Wolves coach Phil Mason absolutely loves it.

“The neat thing about Bryce is he’s a real competitor. He wants to win and gives everything he’s got,” Mason said. “You couldn’t ask for a better kid at the quarterback position. He’s easy to coach. He takes responsibility for his mistakes. All the intangibles overcome the physical attribute, which is his height.”

A QB prior to last season, when he moved to receiver, Hayman wasn’t a shoe-in to start this year. Beau Lombardi, the 6-foot-2, 200-pound son of Wolves assistant Tony Lombardi, practiced with M.C. in the summer and Hayman quietly accepted his role as a slot and a backup signal-caller.

“He didn’t bat an eye,” Mason said. “He was like, just put me somewhere, I’ll contribute, I’ll make plays.”

When the younger Lombardi decided to go back to school in West Des Moines, Iowa, the job was Hayman’s.

“I was happy for Bryce,” Mason said. “He deserved the opportunity.”

Not that it’s been a piece of cake. Hayman’s height can be an issue against tall defensive linemen, as it was versus Valpo, which knocked down several of his passes in a 14-7 Wolves loss.

“People asked me, are you looking at somebody else?” Mason said. “I said, no way. I’ve been lucky as a high school coach to have some great quarterbacks, some unique quarterbacks. It makes scheming a lot of fun.”

Actually listed at 5-9, Hayman is quick and elusive, a skill set he’s developed through speed training, footwork drills and weight lifting.

“I never grew,” he said. “All I did was pack on muscle. I’ve gotten a lot faster.

He’s dangerous on the move, in the read option and on the scramble, but he can function in the pocket, too.

“The Valpo game, I could hear people in the stands, he’s too short. It kind of made me mad, but I just came out the next week and worked as hard as I could,” he said. “The coaches are trying to have me get rid of the ball as quick as I can.
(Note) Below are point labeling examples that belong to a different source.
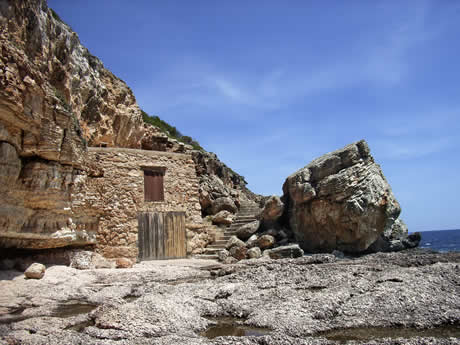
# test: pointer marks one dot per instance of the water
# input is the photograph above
(441, 240)
(375, 333)
(227, 326)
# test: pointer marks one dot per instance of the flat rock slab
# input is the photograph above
(171, 302)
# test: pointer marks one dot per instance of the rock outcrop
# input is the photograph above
(271, 213)
(35, 271)
(340, 201)
(55, 99)
(395, 238)
(219, 181)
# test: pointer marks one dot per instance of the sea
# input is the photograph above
(441, 240)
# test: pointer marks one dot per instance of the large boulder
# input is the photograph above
(340, 201)
(265, 241)
(247, 230)
(290, 251)
(224, 203)
(272, 211)
(254, 253)
(85, 260)
(238, 253)
(223, 217)
(35, 271)
(395, 238)
(234, 242)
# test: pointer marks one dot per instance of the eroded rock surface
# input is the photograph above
(340, 201)
(171, 302)
(55, 99)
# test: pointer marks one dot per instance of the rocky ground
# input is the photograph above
(293, 301)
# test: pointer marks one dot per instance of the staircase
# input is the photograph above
(246, 214)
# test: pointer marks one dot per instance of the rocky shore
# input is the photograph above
(413, 295)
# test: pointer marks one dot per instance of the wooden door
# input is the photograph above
(161, 235)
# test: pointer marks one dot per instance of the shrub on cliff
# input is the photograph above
(169, 130)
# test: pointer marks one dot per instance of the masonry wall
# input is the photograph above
(112, 192)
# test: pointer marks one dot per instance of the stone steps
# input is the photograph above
(206, 256)
(245, 215)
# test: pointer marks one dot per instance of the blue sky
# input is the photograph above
(271, 85)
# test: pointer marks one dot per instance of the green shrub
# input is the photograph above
(170, 131)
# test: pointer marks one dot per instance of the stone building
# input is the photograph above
(124, 185)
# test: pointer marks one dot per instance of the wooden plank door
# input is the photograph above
(161, 235)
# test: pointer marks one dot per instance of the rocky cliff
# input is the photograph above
(56, 99)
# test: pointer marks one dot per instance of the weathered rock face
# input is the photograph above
(340, 201)
(272, 211)
(35, 271)
(395, 238)
(247, 230)
(55, 98)
(219, 181)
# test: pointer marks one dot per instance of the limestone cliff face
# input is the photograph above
(218, 181)
(55, 99)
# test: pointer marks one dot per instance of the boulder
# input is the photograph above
(124, 263)
(35, 271)
(395, 238)
(290, 251)
(254, 253)
(85, 260)
(238, 253)
(273, 210)
(223, 217)
(228, 261)
(412, 240)
(265, 241)
(7, 264)
(234, 242)
(340, 201)
(252, 241)
(223, 255)
(247, 230)
(223, 203)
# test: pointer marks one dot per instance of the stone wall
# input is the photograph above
(113, 192)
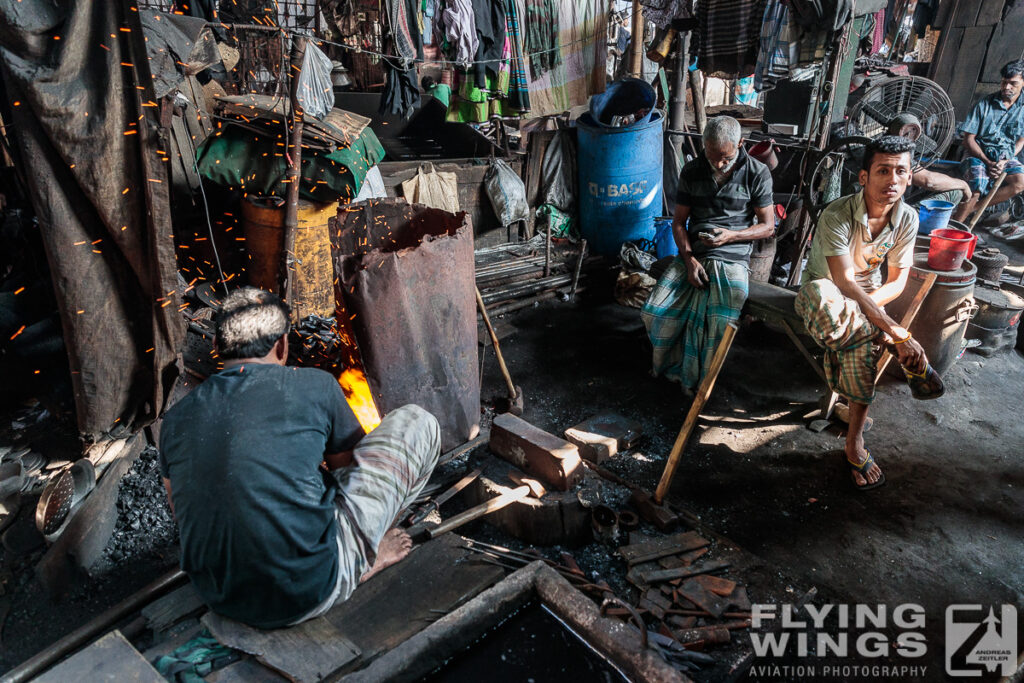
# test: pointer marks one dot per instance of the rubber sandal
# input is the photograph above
(862, 469)
(926, 385)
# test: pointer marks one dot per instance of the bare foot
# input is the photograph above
(394, 546)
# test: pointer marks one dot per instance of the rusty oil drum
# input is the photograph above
(942, 319)
(263, 223)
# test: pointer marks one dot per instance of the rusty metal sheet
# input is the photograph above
(406, 280)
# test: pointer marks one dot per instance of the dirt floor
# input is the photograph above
(946, 528)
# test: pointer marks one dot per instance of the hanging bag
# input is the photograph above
(429, 187)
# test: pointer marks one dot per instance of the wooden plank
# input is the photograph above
(173, 607)
(967, 13)
(246, 671)
(310, 651)
(110, 658)
(1007, 43)
(966, 73)
(990, 13)
(942, 70)
(403, 599)
(670, 545)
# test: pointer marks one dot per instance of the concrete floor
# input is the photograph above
(947, 527)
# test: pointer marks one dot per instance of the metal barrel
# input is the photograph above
(942, 319)
(620, 181)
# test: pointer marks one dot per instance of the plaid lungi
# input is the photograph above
(685, 324)
(390, 467)
(838, 325)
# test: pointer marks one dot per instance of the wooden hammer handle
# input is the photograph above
(497, 503)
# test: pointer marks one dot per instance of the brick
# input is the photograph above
(539, 454)
(604, 435)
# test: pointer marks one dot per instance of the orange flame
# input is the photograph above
(353, 384)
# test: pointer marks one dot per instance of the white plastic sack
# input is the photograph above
(429, 187)
(315, 91)
(507, 193)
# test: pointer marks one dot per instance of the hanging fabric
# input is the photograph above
(491, 31)
(542, 36)
(729, 33)
(518, 82)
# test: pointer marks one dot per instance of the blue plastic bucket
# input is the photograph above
(665, 242)
(622, 98)
(934, 215)
(621, 172)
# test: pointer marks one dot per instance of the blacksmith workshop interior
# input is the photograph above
(511, 340)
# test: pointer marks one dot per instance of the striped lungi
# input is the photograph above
(390, 467)
(685, 324)
(838, 325)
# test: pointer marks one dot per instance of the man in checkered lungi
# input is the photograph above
(843, 292)
(726, 197)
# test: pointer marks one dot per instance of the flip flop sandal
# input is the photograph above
(862, 469)
(926, 385)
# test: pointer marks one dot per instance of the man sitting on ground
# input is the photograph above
(726, 195)
(843, 294)
(993, 136)
(269, 536)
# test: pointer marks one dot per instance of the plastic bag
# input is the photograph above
(438, 190)
(507, 193)
(315, 91)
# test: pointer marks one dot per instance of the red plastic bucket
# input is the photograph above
(948, 248)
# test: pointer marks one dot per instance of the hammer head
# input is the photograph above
(537, 488)
(658, 515)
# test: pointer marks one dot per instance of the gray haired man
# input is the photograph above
(723, 204)
(283, 503)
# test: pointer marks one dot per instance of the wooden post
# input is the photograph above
(636, 41)
(704, 392)
(677, 116)
(294, 174)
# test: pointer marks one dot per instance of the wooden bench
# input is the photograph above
(770, 303)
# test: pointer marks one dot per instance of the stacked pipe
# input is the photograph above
(517, 282)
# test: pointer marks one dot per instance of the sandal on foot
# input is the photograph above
(862, 469)
(926, 385)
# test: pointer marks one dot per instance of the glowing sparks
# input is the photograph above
(353, 384)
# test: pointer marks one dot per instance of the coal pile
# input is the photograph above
(145, 525)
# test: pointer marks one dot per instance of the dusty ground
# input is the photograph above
(948, 526)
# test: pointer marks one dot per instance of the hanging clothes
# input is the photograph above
(470, 103)
(491, 30)
(401, 88)
(518, 81)
(729, 33)
(460, 31)
(777, 52)
(542, 36)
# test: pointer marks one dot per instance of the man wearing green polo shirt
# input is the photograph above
(843, 294)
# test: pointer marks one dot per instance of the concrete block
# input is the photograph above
(604, 435)
(552, 460)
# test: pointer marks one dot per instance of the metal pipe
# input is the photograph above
(294, 174)
(79, 637)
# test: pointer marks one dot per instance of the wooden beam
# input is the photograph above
(704, 392)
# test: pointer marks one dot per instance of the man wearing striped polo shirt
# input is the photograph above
(726, 197)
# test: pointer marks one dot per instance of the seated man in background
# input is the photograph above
(269, 536)
(727, 198)
(843, 294)
(993, 136)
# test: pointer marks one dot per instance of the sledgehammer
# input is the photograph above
(528, 486)
(515, 393)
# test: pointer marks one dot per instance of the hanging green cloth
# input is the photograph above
(238, 158)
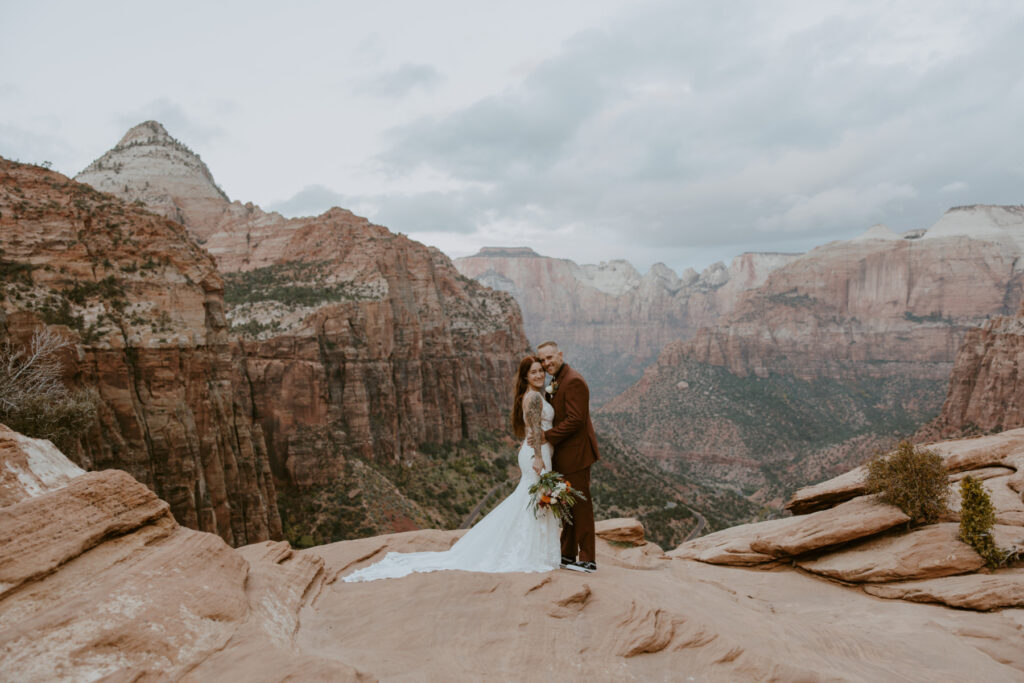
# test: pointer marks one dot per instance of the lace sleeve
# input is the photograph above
(531, 416)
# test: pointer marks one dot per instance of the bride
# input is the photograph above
(512, 538)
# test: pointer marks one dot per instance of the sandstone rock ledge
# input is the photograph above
(100, 583)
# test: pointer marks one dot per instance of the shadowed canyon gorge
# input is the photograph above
(778, 370)
(284, 400)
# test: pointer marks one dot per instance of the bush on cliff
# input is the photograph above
(912, 479)
(34, 400)
(977, 519)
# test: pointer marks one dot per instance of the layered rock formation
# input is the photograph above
(353, 342)
(124, 592)
(611, 321)
(986, 387)
(878, 305)
(150, 166)
(145, 305)
(844, 535)
(838, 353)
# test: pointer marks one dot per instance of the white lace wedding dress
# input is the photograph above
(512, 538)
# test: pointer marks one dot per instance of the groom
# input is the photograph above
(574, 445)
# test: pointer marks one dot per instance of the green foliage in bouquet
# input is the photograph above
(552, 491)
(977, 519)
(912, 479)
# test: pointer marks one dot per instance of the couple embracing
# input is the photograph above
(554, 423)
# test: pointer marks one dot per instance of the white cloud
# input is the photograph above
(954, 186)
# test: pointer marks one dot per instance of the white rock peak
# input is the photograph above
(878, 231)
(981, 221)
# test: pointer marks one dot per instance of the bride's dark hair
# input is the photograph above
(518, 426)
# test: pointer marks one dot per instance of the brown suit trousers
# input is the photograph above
(574, 444)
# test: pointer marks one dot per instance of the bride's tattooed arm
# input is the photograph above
(534, 407)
The longer I wait, obviously the more time they have to come get me. It’s making better reads, finding certain windows. I just have to execute. It’s gone pretty good. There are still some things I need to get used to, like the speed of the game, some of the reads.”

Hayman will play baseball at Heartland Community College, a two-year school in Illinois, with hopes of jumping to a D-I eventually, like former City star Logan Kaletha, who took that route to get to IU.

“Baseball’s his first sport, but he’s a kid who wants to be a high school athlete,” Mason said. “He’s a great player.”

As the season moves on, Mason expects to feature Hayman more in the running game. He just doesn’t want him to be taking too many cringe-worthy hits, the likes of which he’s already absorbed a few times.

“He’s a quick out-of-the-pocket guy who if he doesn’t see a read right away, he’s OK with diving into a gap and getting three, five yards,” Mason said. “As tough as he is, I just have to remember what he is. I just can’t put him in situations where he’s susceptible to something.”

For all the criticism Hayman’s heard about his stature, it’s still clear in talking to him that no one will ever be harder on him than himself.

“I put a lot on me,” he said. “That’s just how I am. It’s kind of hard to stop that. I think we’ll be fine. We’ve got some cats. These guys love me and I love them to death. That’s all that matters.”